Utility of five commonly used immunohistochemical markers TTF-1, Napsin A, CK7, CK5/6 and P63 in primary and metastatic adenocarcinoma and squamous cell carcinoma of the lung: a retrospective study of 246 fine needle aspiration cases

Abstract

Background: Fine needle aspiration (FNA) biopsy plays a critical role in the diagnosis and staging of lung primary and metastatic lung carcinoma. Accurate subclassification of adenocarcinoma (ADC) and/or squamous cell carcinoma (SqCC) is crucial for the targeted therapy. However, the distinction between ADC and SqCC may be difficult in small FNA specimens. Here, we have retrospectively evaluated the utility of TTF-1, Napsin A, CK7, P63 and CK5/6 immunohistochemical (IHC) markers in the distinguishing and subclassification of ADC and SqCC.

Methods: A total of 246 FNA cases were identified by a computer search over a two-year period, including 102 primary NSCLC and 144 primary NSCLC which had metastasized to other sites. The immunostaining patterns of TTF-1, Napsin A, CK7, P63 and CK5/6 were correlated with the histological diagnosis of the tumor.

Results: In 72 primary ADCs, TTF-1, Napsin A and CK7 showed a sensitivity and specificity of 84.5%/96.4%, 92.0%/100%, and 93.8%/50.0%. In 30 primary SqCCs, CK5/6 and P63 showed a sensitivity and specificity of 100%/77.8% and 91.7%/78.3%. In 131 metastatic ADCs, Napsin A showed the highest specificity (100%), versus TTF-1 (87.5%) and CK7 (25%) but decreased sensitivity (67.8% versus 86.9% and 100%); whereas in 13 metastatic SqCCs, CK5/6 and P63 showed a sensitivity/specificity of 100%/84.6% and 100%/68.4%. Bootstrap analysis showed that the combination of TTF-1/CK7, TTF-1/Napsin A and TTF-1/CK7/Napsin A had a sensitivity/specificity of 0.960/0.732, 0.858/0.934, 0.972/0.733 for primary lung ADCs and 0.992/0.642, 0.878/0.881, 0.993/0.618 for metastatic lung ADCs.

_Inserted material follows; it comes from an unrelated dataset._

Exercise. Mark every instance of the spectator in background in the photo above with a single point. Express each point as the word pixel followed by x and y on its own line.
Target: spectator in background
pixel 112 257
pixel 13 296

Conclusions: Our study demonstrated that IHC markers had variable sensitivity and specificity in the subclassification of primary and metastatic ADC and SqCC. Based on morphological findings, an algorithm with the combination use of markers aided in the subclassification of NSCLCs in difficult cases.

Keywords: CK7; Cytopathology; Fine needle aspiration (FNA) cytology; Immunohistochemical (IHC) marker; Napsin A; Non-small cell lung carcinoma (NSCLC); P63 and CK5/6; TTF-1.

Figure 1

Immunostaining pattern of CK5/6 and P63 in squamous cell carcinomas. A, histomorphology of SqCC on H&E slide; B, immunostain of CK5/6 in tumor cells, C, immunostain of P63 in tumor cells, and D, stain of TTF-1 in tumor cells and entrapped normal lung bronchial epithelium. Tumor cells of SqCC are positive for CK5/6 and P63, but negative for TTF1.

Figure 2

Immunostaining pattern of TTF-1, Napsin A and CK7 in adenocarcinomas. A, histomorphology of ADC on H&E slide; B, immunostain of TTF-1 in tumor cells, C, immunostain of Napsin A in tumor cells, D, stain of CK7 in tumor cells, E, stain of P63 in tumor cells, and F, stain of CK5/6 in tumor cells. Tumor cells of ADC are positive for TTF-1, Napsin A and CK7, but negative for P63 and CK5/6.

Figure 3

The sensitivity and specificity of IHC markers, as individual or in combination, in primary lung adenocarcinomas by the bootstrap resampling analysis.

Figure 4

The sensitivity and specificity of IHC markers, as individual or in combination, in metastatic lung adenocarcinomas by the bootstrap resampling analysis.

Figure 5

The sensitivity and specificity of IHC markers, as individual or in combination, in primary lung squamous cell carcinomas by the bootstrap resampling analysis.

Figure 6

The sensitivity and specificity of IHC markers, as individual or in combination, in metastatic squamous cell carcinomas by the bootstrap resampling analysis.

Figure 7

Outline of an algorithmic approach in the subclassification of NSCLC using FNA cases. In the algorithm, the evaluation of cytological morphology in the conjunction of immunostaining patterns is necessary for the final diagnosis of the tumor and/or further decision-making steps.